What are you working on now?
     I have 2 MAJOR projects in varying stages of submission and revision/resubmission to two of my career goal targeted publishers. Both are series starters set in the brewery world. Wish me luck!
     I’m also writing in 4 different Kindle Worlds this year which has REALLY been a lot of fun. Watch for Liz Books in Susan Stoker’s Special Forces, Paige Tylers’ Dallas Fire & Rescue, Cat Johnson’s SEALS, and Desiree Holt’s Omega Force worlds.

Would you like to try your hand at writing a different genre?  Which one and why?
     I have actually. I wrote and had a major (expensive but worth it) story consolut on a 110k word novel set in future Detroit. Alas, I have yet to get an agent or publisher to bite on it.

If you were not a writer, what would your dream job be?
     Hmmmm…. Because I just re-read All Creatures Great and Small by James Herriot, I think I’d be a large animal vet!

What aspect of writing gives you the most trouble?
     The part where I want to be more successful than I am! But I keep trying and hoping and writing, writing, writing and writing some more to get better!

Who is your favorite hero/heroine?
     Hands down: Rhett Butler and Scarlet O’Hara



FireBrew
A Firefighter Romance

Jane Terrance has her life in perfect order. Great job selling commercial real estate in Detroit—0ne of the hottest markets in the U.S. Cool condo in Midtown with her best friend. Plenty of her own money plus complete control over all aspects of her active love life—Including a sexy, no-strings-attached boss.

When she meets a new client at an abandoned fire station, figuring him for one more greedy investor, she realizes just how tenuous that control truly is.

Trey Lattimer seems a little young to be retired from firefighting, and at first, he's just another guy to conquer. But the harder she tries, the more out of reach he gets until his continued presence does nothing but wreak havoc on her carefully constructed world.

WARNING: Don't Read This Book....
...If you like your firefighter romances predictable or sweet.

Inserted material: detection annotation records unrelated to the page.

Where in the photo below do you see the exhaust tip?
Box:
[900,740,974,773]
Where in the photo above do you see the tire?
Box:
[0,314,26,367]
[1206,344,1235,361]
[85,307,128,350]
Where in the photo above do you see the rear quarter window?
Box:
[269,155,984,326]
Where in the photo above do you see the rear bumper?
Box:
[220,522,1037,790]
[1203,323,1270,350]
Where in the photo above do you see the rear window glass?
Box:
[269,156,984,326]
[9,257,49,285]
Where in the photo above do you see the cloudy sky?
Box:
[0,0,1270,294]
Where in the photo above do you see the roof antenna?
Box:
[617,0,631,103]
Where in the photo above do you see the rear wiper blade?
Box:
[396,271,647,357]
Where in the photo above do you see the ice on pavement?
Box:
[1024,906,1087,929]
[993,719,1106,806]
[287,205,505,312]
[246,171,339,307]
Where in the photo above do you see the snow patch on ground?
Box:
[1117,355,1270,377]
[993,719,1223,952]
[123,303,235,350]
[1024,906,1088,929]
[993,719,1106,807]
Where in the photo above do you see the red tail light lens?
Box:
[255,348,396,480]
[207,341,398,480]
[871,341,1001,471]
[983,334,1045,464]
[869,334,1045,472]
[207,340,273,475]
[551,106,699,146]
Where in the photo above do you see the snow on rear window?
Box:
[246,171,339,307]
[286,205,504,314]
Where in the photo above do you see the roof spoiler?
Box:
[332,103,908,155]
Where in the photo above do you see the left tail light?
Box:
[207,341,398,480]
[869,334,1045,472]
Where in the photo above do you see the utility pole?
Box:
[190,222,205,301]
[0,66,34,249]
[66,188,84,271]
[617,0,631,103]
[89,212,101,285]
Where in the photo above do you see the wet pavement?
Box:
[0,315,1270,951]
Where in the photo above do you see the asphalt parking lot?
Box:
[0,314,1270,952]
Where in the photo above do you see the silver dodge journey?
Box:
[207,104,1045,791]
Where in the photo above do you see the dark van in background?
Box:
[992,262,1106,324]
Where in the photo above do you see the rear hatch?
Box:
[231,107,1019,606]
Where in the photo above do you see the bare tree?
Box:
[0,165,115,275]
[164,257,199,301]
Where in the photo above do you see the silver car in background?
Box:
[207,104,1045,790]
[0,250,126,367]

˃˃˃ "Liz Crowe writes intense true-to-life stories that make you feel. Whether it's anxiety, love, fear, hate, bliss, or loss woven into her plot lines, you will feel it deep down to your very soul."
#1 New York Times Best Selling Author Audrey Carlan

˃˃˃ "Liz Crowe is one of those rare authors who knows how to take the emotions of her characters and make them real for her readers, binding you to the story."
Internationally Best Selling Romance Author Desiree Holt


Buy Links:
Amazon       Barnes and Noble       iTunes       Kobo       Smashwords


About Liz:  
     Amazon best-selling author, mom of three, Realtor, beer blogger, brewery marketing expert, and soccer fan, Liz Crowe is a Kentucky native and graduate of the University of Louisville currently living in Ann Arbor. She has decades of experience in sales and fund raising, plus an eight-year stint as a three-continent, ex-pat trailing spouse. 
     Her early forays into the publishing world led to a groundbreaking fiction subgenre, “Romance for Real Life,” which has gained thousands of fans and followers interested less in the “HEA” and more in the “WHA” (“What Happens After?”). More recently she is garnering even more fans across genres with her latest novels, which are more character-driven fiction, while remaining very much “real life.”
     With stories set in the not-so-common worlds of breweries, on the soccer pitch, in successful real estate offices and at times in exotic locales like Istanbul, Turkey, her books are unique and told with a fresh voice. The Liz Crowe backlist has something for any reader seeking complex storylines with humor and complete casts of characters that will delight, frustrate and linger in the imagination long after the book is finished.
     Don’t ever ask her for anything “like a Budweiser” or risk bodily injury.



3 comments:

Liz said...

thanks for having me!

HiDee said...

I love James Herriot's books, too. Great interview! Looking forward to reading FireBrew. Thanks for being with us today!

Mark R Hunter said...

It's too bad I didn't know about this before, I could have offered you research advice--I've been fighting fires for almost as long as I've been writing! Nice interview, best of luck with the book.